Let ##Q## and ##R## be compact, and ##Q \times R = S##. From the product topology, any open set of ##S## has to have the form ##S_{AB} = Q_A \times R_B## (where ##Q_A## and ##R_B## are open in their respective topologies), so any open cover of ##S## can be written

$$\bigcup_{(i,j) \in I \times J} S_{ij} =\bigcup_{(i,j) \in I \times J} (Q_i \times R_j)$$

where ##I## and ##J## are possibly infinite.
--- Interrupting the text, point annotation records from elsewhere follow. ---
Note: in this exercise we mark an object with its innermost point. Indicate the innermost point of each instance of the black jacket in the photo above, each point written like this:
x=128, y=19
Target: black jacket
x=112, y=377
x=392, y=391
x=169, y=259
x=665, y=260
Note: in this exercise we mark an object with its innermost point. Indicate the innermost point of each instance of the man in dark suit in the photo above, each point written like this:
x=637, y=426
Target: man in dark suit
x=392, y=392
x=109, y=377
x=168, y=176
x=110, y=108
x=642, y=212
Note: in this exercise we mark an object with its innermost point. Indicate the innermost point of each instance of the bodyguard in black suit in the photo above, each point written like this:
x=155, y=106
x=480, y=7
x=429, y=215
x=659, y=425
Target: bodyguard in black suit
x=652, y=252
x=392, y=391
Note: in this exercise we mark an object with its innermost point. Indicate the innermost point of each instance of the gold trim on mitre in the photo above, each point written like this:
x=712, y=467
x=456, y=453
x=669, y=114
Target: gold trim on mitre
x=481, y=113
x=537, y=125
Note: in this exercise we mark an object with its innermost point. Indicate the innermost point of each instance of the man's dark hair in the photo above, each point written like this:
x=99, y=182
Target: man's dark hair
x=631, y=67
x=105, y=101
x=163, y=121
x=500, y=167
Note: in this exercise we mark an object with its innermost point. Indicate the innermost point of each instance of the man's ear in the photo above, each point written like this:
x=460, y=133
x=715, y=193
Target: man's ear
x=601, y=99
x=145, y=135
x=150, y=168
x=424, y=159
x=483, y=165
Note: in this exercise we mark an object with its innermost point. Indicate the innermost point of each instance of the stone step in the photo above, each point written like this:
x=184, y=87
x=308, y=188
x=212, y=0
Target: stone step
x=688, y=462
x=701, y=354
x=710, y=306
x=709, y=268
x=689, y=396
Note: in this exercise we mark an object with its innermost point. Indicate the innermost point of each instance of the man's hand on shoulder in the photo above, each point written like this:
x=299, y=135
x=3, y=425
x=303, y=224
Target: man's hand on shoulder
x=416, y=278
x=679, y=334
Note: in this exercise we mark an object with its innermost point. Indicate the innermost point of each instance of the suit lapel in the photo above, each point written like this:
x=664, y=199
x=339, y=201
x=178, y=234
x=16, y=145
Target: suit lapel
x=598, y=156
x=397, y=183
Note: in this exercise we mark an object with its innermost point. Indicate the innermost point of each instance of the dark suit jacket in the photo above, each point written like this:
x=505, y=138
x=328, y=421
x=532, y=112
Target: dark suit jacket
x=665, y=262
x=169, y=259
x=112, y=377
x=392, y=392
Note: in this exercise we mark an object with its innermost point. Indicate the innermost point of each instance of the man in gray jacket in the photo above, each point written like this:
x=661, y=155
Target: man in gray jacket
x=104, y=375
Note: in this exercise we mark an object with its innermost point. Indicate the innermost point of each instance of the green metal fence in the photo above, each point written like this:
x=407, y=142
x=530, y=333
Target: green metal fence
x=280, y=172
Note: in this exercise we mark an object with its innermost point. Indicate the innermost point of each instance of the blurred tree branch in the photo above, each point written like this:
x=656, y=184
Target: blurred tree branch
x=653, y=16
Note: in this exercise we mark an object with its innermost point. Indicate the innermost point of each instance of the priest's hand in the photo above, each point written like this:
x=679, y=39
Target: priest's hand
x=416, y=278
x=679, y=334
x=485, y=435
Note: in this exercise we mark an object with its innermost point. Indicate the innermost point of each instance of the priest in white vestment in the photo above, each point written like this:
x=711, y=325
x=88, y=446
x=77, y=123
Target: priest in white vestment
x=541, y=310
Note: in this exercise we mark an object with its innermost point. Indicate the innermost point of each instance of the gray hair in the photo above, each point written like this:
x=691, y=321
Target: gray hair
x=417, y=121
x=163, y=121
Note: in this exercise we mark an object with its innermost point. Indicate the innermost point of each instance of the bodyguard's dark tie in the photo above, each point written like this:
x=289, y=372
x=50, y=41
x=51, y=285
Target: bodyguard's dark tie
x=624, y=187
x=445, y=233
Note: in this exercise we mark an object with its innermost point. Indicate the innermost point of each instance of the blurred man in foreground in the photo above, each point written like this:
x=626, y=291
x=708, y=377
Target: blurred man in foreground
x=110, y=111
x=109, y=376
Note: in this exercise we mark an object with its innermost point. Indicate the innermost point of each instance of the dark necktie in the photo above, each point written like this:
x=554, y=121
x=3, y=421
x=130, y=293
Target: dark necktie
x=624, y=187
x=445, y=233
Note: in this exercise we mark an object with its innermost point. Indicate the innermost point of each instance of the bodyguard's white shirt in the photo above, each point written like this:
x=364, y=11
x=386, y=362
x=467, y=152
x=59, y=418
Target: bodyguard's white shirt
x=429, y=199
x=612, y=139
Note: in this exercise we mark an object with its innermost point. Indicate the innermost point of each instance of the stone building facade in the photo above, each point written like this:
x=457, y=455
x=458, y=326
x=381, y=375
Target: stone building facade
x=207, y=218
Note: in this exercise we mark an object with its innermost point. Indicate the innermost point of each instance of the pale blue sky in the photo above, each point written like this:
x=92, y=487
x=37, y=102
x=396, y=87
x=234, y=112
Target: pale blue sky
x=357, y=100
Now we show that ##\bigcup_i Q_i## covers ##Q## and ##\bigcup_j R_j## covers ##R## if and only if ##\bigcup_{i,j} (Q_i \times R_j)## covers ##S##.
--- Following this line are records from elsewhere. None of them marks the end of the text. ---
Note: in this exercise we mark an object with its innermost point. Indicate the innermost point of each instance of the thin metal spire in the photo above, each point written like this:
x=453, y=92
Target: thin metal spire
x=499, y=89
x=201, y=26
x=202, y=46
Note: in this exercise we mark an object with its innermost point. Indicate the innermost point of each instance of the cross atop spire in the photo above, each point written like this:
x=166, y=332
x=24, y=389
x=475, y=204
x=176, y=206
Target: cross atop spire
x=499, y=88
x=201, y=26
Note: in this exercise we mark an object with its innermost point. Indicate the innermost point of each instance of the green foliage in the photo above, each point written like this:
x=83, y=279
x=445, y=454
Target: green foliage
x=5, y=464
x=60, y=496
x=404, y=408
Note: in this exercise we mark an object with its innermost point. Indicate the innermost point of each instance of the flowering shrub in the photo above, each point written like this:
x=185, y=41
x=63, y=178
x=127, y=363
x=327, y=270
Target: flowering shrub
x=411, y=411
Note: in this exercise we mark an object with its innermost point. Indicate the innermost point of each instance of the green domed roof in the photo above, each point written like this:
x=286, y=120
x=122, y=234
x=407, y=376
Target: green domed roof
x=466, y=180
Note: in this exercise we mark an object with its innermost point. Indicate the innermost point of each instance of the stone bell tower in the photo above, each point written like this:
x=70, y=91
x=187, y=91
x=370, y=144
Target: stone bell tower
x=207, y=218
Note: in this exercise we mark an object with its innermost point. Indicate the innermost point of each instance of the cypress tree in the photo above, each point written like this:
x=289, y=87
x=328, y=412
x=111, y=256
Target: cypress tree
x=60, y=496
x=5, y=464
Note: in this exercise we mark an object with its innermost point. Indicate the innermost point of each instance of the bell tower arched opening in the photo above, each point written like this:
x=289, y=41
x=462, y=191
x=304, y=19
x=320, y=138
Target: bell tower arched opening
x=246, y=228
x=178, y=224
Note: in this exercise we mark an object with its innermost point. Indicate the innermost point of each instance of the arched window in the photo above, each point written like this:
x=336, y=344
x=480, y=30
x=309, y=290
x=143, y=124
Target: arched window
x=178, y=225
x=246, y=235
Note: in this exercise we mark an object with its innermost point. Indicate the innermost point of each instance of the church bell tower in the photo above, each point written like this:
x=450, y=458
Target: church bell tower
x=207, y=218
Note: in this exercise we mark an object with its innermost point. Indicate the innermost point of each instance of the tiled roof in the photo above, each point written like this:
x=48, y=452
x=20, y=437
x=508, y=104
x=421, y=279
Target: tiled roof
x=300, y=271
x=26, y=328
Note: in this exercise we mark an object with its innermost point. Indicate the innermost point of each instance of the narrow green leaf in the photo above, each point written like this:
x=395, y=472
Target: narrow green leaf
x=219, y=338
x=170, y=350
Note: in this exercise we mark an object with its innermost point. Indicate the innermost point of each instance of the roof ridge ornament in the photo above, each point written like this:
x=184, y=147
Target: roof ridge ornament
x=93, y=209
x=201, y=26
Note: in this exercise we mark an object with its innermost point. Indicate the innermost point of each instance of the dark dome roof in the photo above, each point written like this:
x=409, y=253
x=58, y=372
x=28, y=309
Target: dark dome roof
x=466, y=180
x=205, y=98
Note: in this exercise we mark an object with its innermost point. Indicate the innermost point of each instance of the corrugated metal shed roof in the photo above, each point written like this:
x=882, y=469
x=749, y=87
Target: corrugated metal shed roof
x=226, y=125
1) "Only if" direction: Let ##\bigcup_i Q_i## cover ##Q## and ##\bigcup_j R_j## cover ##R##. Then

$$\bigcup_i Q_i \times \bigcup_j R_j = \bigcup_{(i,j)} (Q_i \times R_j)$$

since the Cartesian product distributes across unions. I claim this set covers ##S##. Assume it doesn't. Then ##\exists (q,r) \in S## such that ##(q,r) \notin \bigcup_{(i,j)} (Q_i \times R_j)##; in other words, ##q \notin \bigcup_i Q_i ## or ##r \notin \bigcup_j R_j ##. But this can't happen because ##\bigcup_i Q_i## and ##\bigcup_j R_j ## cover ##Q## and ##R## respectively.
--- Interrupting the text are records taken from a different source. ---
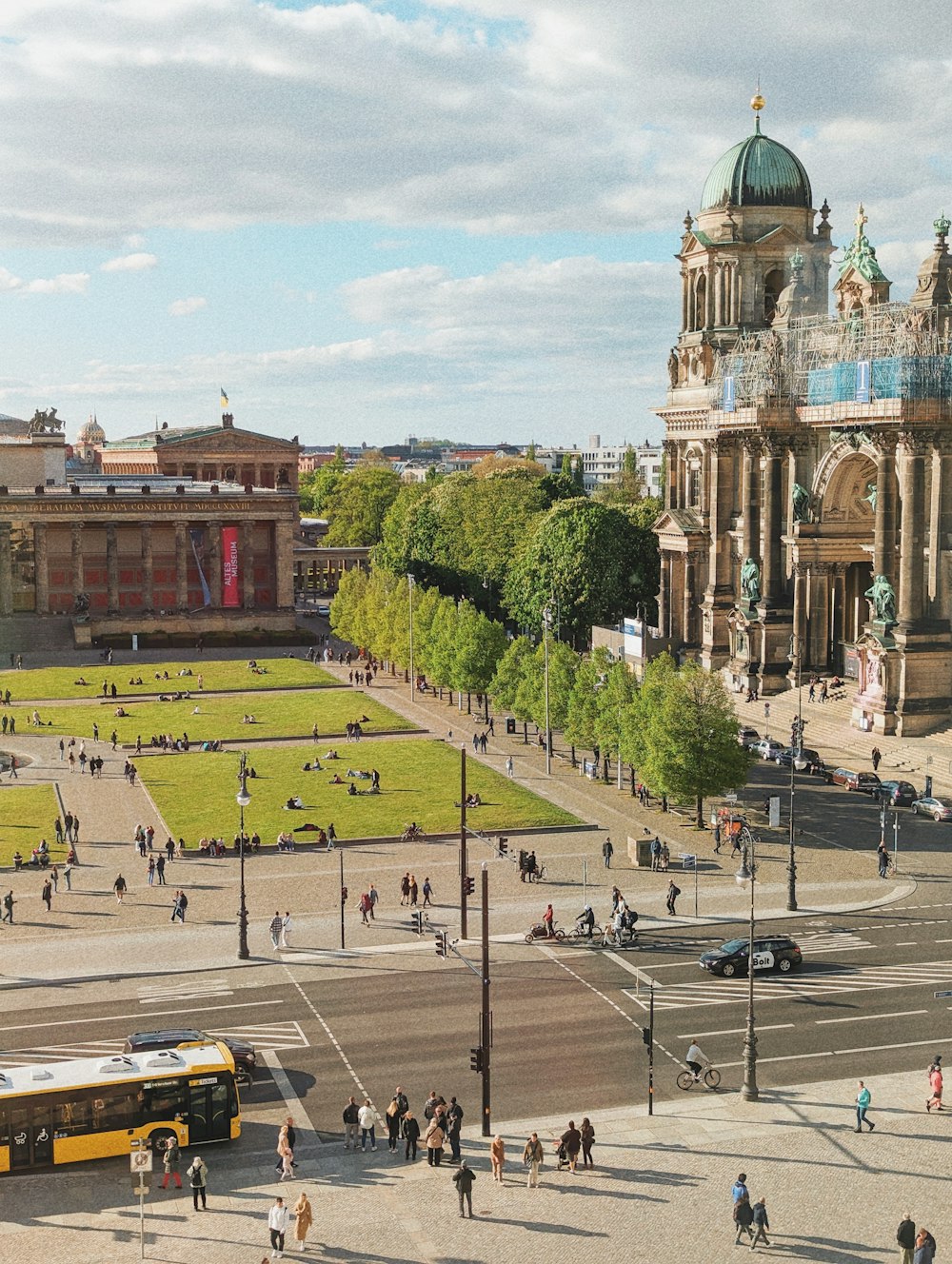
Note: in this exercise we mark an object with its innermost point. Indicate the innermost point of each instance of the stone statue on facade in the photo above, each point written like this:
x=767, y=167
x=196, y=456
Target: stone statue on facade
x=750, y=581
x=883, y=600
x=802, y=504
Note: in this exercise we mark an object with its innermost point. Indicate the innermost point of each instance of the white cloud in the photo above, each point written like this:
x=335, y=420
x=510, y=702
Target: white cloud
x=186, y=306
x=139, y=262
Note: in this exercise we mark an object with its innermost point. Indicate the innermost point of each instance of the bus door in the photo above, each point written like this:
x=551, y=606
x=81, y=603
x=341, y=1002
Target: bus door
x=30, y=1136
x=208, y=1113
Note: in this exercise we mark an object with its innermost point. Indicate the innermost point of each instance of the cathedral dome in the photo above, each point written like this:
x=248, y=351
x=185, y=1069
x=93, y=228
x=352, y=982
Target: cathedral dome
x=758, y=172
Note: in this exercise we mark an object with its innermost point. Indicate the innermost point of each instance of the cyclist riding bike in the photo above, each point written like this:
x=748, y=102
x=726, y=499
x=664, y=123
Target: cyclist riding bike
x=697, y=1059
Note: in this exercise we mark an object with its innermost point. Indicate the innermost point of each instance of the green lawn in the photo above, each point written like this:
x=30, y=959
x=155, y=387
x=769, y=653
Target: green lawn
x=227, y=674
x=419, y=781
x=291, y=714
x=27, y=814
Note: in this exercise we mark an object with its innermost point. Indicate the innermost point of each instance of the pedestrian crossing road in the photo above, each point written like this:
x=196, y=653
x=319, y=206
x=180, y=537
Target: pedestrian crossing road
x=262, y=1036
x=769, y=987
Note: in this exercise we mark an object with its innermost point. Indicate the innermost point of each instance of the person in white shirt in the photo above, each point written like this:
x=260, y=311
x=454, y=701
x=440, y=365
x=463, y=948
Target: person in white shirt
x=277, y=1224
x=367, y=1118
x=697, y=1059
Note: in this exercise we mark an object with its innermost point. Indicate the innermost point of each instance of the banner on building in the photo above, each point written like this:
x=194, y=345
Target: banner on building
x=197, y=535
x=229, y=566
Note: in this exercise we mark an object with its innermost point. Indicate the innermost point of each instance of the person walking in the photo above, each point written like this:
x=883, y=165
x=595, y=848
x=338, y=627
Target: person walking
x=304, y=1218
x=435, y=1136
x=350, y=1121
x=274, y=928
x=170, y=1160
x=367, y=1118
x=463, y=1181
x=532, y=1155
x=863, y=1101
x=497, y=1156
x=673, y=893
x=278, y=1218
x=760, y=1222
x=905, y=1236
x=409, y=1129
x=588, y=1136
x=936, y=1085
x=743, y=1217
x=199, y=1178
Therefore, if ##\bigcup_i Q_i## covers ##Q## and ##\bigcup_j R_j## covers ##R##, then ##\bigcup_{(i,j)} (Q_i \times R_j)## covers ##S##.

2) "If" direction (I prove the contrapositive): Suppose ##\bigcup_j R_j## does not cover ##R##. Then ##\exists r \in R## such that ##r \notin \bigcup_j R_j##. This means that ##\exists (q,r) \in S## such that ##(q,r) \notin \bigcup_i Q_i \times \bigcup_j R_j = \bigcup_{(i,j)} (Q_i \times R_j)##. So ##\bigcup_i Q_i \times \bigcup_j R_j = \bigcup_{(i,j)} (Q_i \times R_j)## doesn't cover ##S##.

Since ##Q## and ##R## are compact, there exist finite subcovers of ##\bigcup_i Q_i## and ##\bigcup_j R_j## (call them ##\bigcup_A Q_A## and ##\bigcup_B R_B##). We've just proven that the open covers of ##S## are precisely the Cartesian product of covers of ##Q## and ##R##. So for any cover of ##S## (given by ##\bigcup_{(i,j)} (Q_i \times R_j)##), there exists a finite subcover given by ##\bigcup_{(A,B)} (Q_A \times R_B)##. Therefore, ##S## is compact.

Is this a valid proof?